I eat about 1/3 of it and then use the rest for soup the next day. So basically, I'm getting three or more meals from a $5 Costco chicken.

Now this is the part where you need to read very carefully. Veering from any one of these steps will certainly result in failure, so don’t say I didn’t warn you if your soup tastes like crap. It's your fault, not mine.

Pop the chicken carcass (that sounds so gross) into a pot of water and boil on medium high for about 30-40 minutes.

Got that? Good, you’re well on your way.

Now for the list of ingredients-

  • 2-3 carrots -  I hate carrots, but you can’t make chicken soup without them, so put em in and shut up. Stupid carrots!
  • 3-4 celery stalks – I hate celery too, but you can’t make chicken soup without it, so get it in there.
  • 1 medium onion – Onions rule!
  • A bunch of mushrooms – I love mushrooms, so I put a lot in there. If you don’t like mushrooms, you’re an idiot and should just stop reading now. Really, they’re delicious and there’s something wrong with you.
  • Some wild rice stuff – I like this because I think it’s better for you than plain old white rice and definitely adds more flavor, and even though I kinda feel like a hippie for using it, it’s purty.
  • Salt and pepper to taste (like you have any)
 So there you have it. Now start chopping all that crap up while the chicken is cooking so you’ll have it ready to go. We need to be efficient, people!

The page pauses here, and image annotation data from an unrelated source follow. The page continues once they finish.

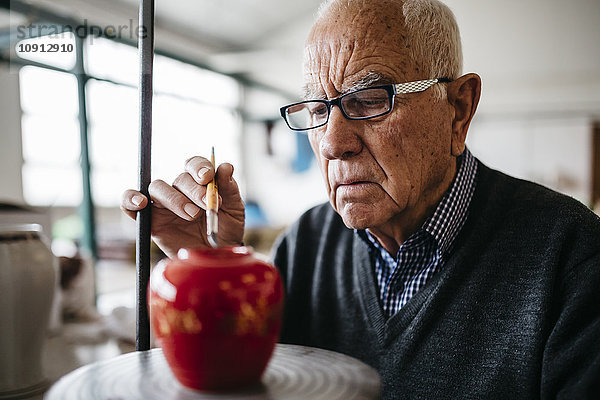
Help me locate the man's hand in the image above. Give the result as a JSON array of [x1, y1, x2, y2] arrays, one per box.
[[121, 157, 244, 258]]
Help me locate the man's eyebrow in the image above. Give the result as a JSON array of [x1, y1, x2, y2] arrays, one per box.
[[343, 72, 392, 93], [302, 85, 325, 100], [302, 72, 392, 100]]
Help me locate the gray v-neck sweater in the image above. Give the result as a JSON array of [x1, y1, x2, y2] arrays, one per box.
[[274, 163, 600, 400]]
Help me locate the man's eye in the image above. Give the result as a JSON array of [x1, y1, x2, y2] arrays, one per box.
[[310, 104, 327, 117]]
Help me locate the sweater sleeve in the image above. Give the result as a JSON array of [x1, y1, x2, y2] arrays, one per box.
[[541, 253, 600, 399]]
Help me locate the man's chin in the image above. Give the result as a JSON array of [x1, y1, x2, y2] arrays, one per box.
[[338, 210, 378, 229]]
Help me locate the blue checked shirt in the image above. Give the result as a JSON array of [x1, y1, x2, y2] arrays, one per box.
[[356, 149, 477, 318]]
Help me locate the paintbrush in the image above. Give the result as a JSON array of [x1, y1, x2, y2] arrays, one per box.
[[206, 147, 219, 247]]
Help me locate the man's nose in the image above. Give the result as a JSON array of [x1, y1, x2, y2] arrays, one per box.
[[319, 107, 363, 160]]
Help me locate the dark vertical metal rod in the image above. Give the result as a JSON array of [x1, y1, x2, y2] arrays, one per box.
[[135, 0, 154, 351]]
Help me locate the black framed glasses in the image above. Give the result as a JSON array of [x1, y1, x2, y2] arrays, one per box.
[[280, 78, 452, 131]]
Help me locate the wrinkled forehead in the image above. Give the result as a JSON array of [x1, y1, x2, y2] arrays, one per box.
[[303, 2, 408, 97]]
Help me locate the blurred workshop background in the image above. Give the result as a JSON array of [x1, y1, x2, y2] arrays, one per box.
[[0, 0, 600, 394]]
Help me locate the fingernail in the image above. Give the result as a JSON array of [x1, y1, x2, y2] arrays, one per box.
[[198, 167, 209, 179], [131, 195, 144, 206], [183, 203, 200, 218]]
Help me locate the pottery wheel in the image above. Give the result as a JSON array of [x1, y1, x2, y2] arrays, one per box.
[[45, 344, 381, 400]]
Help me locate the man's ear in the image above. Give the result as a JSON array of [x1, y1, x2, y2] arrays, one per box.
[[447, 74, 481, 157]]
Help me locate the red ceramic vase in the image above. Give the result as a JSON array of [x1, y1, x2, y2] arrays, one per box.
[[149, 246, 283, 390]]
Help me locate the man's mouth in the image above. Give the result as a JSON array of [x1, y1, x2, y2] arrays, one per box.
[[336, 181, 376, 195]]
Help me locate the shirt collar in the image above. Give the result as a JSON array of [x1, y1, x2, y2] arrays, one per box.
[[355, 149, 477, 255]]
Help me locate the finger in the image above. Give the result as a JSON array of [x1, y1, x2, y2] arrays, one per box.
[[217, 163, 242, 209], [185, 156, 215, 185], [148, 179, 201, 221], [121, 189, 148, 219], [173, 172, 206, 210]]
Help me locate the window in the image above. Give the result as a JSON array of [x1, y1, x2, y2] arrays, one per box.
[[20, 37, 241, 206]]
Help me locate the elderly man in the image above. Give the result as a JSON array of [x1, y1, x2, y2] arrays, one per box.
[[122, 0, 600, 399]]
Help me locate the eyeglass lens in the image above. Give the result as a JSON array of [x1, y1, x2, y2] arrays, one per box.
[[285, 88, 390, 129]]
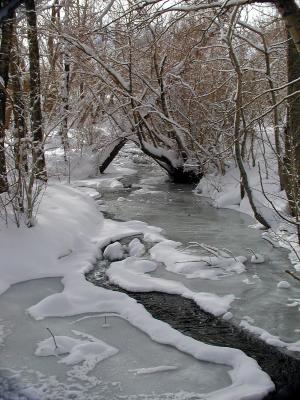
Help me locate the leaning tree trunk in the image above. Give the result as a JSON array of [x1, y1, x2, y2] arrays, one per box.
[[25, 0, 47, 181], [99, 138, 127, 174], [0, 1, 13, 193], [10, 16, 28, 175], [59, 0, 71, 161], [284, 32, 300, 216]]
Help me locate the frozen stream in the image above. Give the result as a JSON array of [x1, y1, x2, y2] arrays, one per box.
[[99, 162, 300, 344], [0, 278, 230, 400]]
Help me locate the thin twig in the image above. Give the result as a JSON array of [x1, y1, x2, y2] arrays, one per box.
[[46, 328, 58, 349]]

Okay, now here’s where it may get tricky for some of you, so  r e a d  t h i s  p a r t 
s l o w l y…

Put a strainer in a big bowl and dump the pot of dead chicken sauce in it. Take out the strained chicken and set it aside.

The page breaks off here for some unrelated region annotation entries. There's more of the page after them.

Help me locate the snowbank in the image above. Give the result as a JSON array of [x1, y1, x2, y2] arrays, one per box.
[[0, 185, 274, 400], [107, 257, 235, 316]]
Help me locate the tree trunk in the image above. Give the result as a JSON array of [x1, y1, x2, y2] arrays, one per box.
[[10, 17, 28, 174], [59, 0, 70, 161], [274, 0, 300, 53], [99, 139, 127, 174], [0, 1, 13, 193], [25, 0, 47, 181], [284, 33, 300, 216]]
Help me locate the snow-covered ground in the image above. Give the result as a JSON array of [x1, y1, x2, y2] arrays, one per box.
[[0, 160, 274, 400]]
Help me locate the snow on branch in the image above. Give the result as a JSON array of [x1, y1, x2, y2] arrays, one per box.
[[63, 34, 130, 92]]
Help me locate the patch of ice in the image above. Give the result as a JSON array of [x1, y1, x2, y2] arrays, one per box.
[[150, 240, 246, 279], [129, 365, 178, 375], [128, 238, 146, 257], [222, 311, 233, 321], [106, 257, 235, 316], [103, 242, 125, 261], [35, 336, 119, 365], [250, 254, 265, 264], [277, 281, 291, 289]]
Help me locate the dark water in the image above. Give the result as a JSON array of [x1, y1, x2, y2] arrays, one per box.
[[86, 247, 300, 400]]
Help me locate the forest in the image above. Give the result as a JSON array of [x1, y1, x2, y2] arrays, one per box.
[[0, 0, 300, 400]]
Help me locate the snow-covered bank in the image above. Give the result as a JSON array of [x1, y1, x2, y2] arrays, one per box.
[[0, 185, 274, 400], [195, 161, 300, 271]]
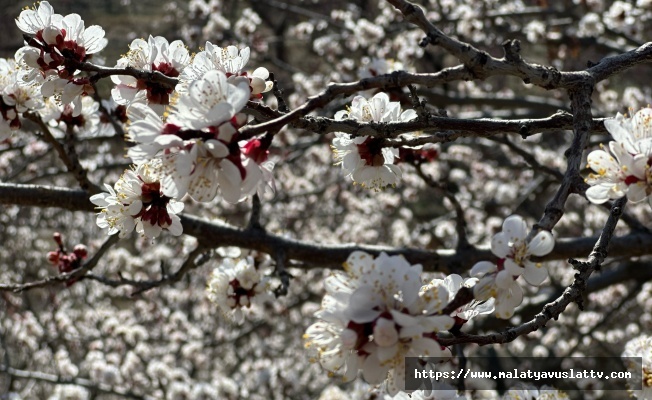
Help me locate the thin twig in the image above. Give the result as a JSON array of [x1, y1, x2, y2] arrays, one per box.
[[0, 235, 119, 293], [437, 197, 627, 346]]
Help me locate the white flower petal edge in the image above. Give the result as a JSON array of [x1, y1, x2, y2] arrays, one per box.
[[304, 251, 455, 395], [471, 215, 555, 319]]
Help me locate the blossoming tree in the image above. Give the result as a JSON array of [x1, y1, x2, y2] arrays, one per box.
[[0, 0, 652, 399]]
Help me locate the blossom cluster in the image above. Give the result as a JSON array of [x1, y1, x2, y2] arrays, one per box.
[[16, 1, 108, 117], [304, 251, 492, 395], [586, 108, 652, 206], [206, 256, 272, 323], [91, 159, 184, 238], [471, 215, 555, 319]]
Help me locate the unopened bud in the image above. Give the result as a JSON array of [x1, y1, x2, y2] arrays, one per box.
[[72, 244, 88, 260]]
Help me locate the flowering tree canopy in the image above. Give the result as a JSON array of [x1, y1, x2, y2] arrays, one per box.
[[0, 0, 652, 400]]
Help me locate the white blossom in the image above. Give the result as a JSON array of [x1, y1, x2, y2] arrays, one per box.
[[90, 161, 184, 238], [331, 92, 417, 191], [206, 256, 271, 323], [470, 215, 555, 319], [304, 251, 453, 395]]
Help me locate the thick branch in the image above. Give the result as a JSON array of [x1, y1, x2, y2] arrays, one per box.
[[437, 197, 627, 346], [0, 183, 652, 273]]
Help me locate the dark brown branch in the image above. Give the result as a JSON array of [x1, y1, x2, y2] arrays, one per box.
[[0, 183, 652, 273], [0, 235, 118, 293], [437, 197, 627, 346], [80, 245, 210, 296], [25, 113, 102, 194], [0, 364, 146, 399], [388, 0, 652, 89]]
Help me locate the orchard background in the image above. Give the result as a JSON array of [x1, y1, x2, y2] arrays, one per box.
[[0, 0, 652, 399]]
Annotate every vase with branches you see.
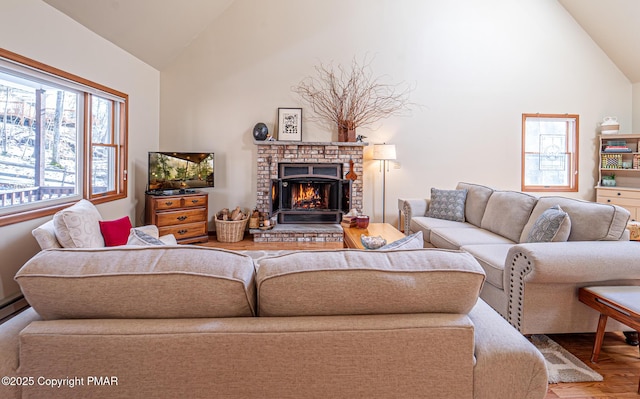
[293,58,411,142]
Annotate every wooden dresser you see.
[145,192,209,244]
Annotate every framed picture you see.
[278,108,302,141]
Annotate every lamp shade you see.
[373,144,396,160]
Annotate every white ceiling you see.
[43,0,640,83]
[43,0,238,70]
[558,0,640,83]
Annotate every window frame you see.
[0,48,129,226]
[520,113,580,192]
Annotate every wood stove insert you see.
[271,163,351,223]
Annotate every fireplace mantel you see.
[253,140,369,147]
[254,141,369,240]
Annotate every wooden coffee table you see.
[343,223,404,249]
[578,285,640,393]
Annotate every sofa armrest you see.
[0,308,42,399]
[398,198,430,235]
[503,241,640,334]
[504,241,640,289]
[469,299,547,399]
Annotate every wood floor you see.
[200,236,640,399]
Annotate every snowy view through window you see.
[0,74,80,207]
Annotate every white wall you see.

Then take your chicken sauce and pour it from the bowl back into the pot through one of these strainer things to get all the gross little leftover particles out.

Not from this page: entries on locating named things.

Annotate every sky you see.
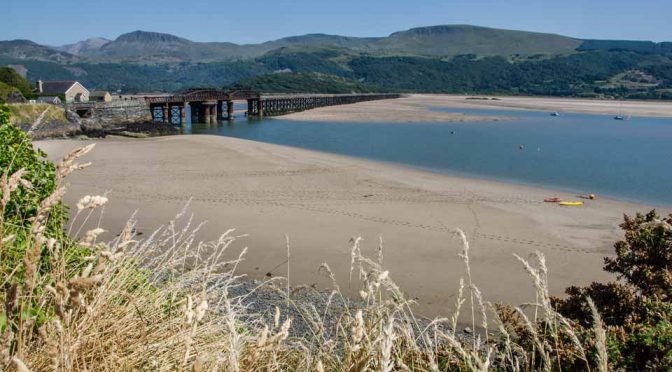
[5,0,672,45]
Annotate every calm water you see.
[177,106,672,206]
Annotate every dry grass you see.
[0,144,608,371]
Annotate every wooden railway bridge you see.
[144,89,400,123]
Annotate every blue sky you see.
[5,0,672,45]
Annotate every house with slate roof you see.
[36,80,90,103]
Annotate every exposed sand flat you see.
[37,136,669,315]
[277,96,502,123]
[279,94,672,122]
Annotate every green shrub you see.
[554,211,672,370]
[0,105,86,280]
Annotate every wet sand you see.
[278,94,672,123]
[37,135,669,315]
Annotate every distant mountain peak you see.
[56,37,110,55]
[115,30,191,43]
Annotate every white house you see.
[36,80,90,103]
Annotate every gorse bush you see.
[0,103,671,371]
[555,211,672,370]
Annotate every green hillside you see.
[231,73,374,94]
[365,25,582,56]
[0,25,672,99]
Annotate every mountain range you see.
[6,25,672,63]
[0,25,672,98]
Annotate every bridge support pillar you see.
[189,102,203,123]
[162,104,170,123]
[226,101,233,121]
[257,98,264,117]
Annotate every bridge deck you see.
[145,89,261,105]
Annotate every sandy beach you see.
[36,132,669,315]
[278,94,672,122]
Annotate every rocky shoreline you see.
[10,104,179,140]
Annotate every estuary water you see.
[182,108,672,206]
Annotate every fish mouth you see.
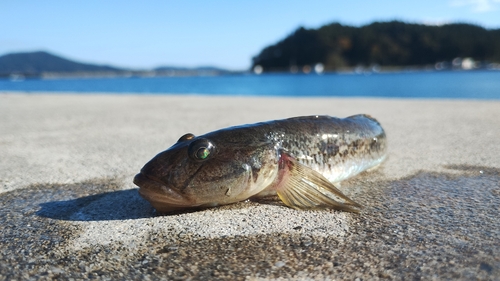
[134,173,197,213]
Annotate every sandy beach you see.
[0,93,500,280]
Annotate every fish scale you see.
[134,114,387,212]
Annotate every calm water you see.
[0,71,500,99]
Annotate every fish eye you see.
[177,133,194,142]
[188,139,215,161]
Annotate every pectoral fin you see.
[275,152,362,213]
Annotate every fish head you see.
[134,132,278,212]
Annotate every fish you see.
[133,114,387,213]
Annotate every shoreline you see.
[0,93,500,280]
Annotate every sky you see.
[0,0,500,70]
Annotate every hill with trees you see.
[252,21,500,71]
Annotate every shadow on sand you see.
[36,189,153,221]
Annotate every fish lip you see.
[133,172,196,213]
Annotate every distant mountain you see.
[0,51,232,77]
[0,51,124,75]
[252,21,500,71]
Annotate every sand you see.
[0,93,500,280]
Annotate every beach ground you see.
[0,93,500,280]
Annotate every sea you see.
[0,70,500,100]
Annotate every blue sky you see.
[0,0,500,69]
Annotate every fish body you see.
[134,115,387,212]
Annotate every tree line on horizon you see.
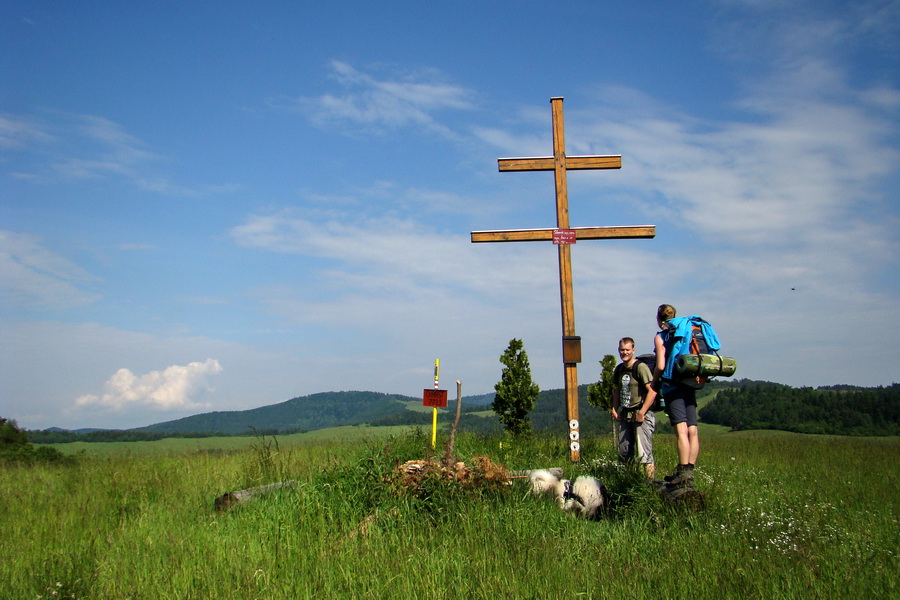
[700,380,900,436]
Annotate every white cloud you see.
[75,358,222,411]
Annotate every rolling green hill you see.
[135,391,421,434]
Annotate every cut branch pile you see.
[388,456,511,491]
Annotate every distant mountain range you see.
[129,391,494,435]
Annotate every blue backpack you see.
[660,315,737,390]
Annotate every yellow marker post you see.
[431,358,441,450]
[422,358,447,449]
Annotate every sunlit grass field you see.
[0,427,900,599]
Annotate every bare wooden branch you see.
[215,480,297,512]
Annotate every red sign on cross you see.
[553,229,575,246]
[422,388,447,408]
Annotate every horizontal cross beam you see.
[497,154,622,171]
[472,225,656,243]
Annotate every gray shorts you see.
[619,412,656,465]
[663,385,697,427]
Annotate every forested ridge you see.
[700,380,900,436]
[28,379,900,444]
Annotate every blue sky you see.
[0,0,900,428]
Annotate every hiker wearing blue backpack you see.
[653,304,700,489]
[612,337,656,479]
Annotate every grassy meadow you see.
[0,427,900,600]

Dump all your perfectly sliced vegetables in the pot (don’t worry if it seems full, the vegetable will…um…what’s the word for it? Yeah, cook and they will get smaller.Add a few cups of water and
simmer on medium heat.

 While all that yummy stuff (your house should be starting to smell really good, by the way) is cooking, start stripping the chicken carcass of all the meat, being VERY careful not to get any bones and also being careful not to throw up because you're stripping the meat off a dead chicken carcass and it's just gross to think about.
WARNING: If you are an idiot like I am, you will burn your fingers like I do every time because this chicken just came out of a pot of BOILING WATER!

Anyway, when you’re done, you’ll have this giant pile of chicken and all you’re going to want to do is shove your face in it like a cokehead at a swinger’s party in 1978, but please refrain. It’s chicken soup and you kinda need the chicken for it.

 So now that you’ve added all your ingredients, just add a couple of these…

And one of these…

 And 2-3 of these and let it simmer on low until the rice is cooked.

 That’s it and that’s all I have to say. Well that and if anyone wants to come over for some delicious homemade soup, I’ll have a bowl waiting for you.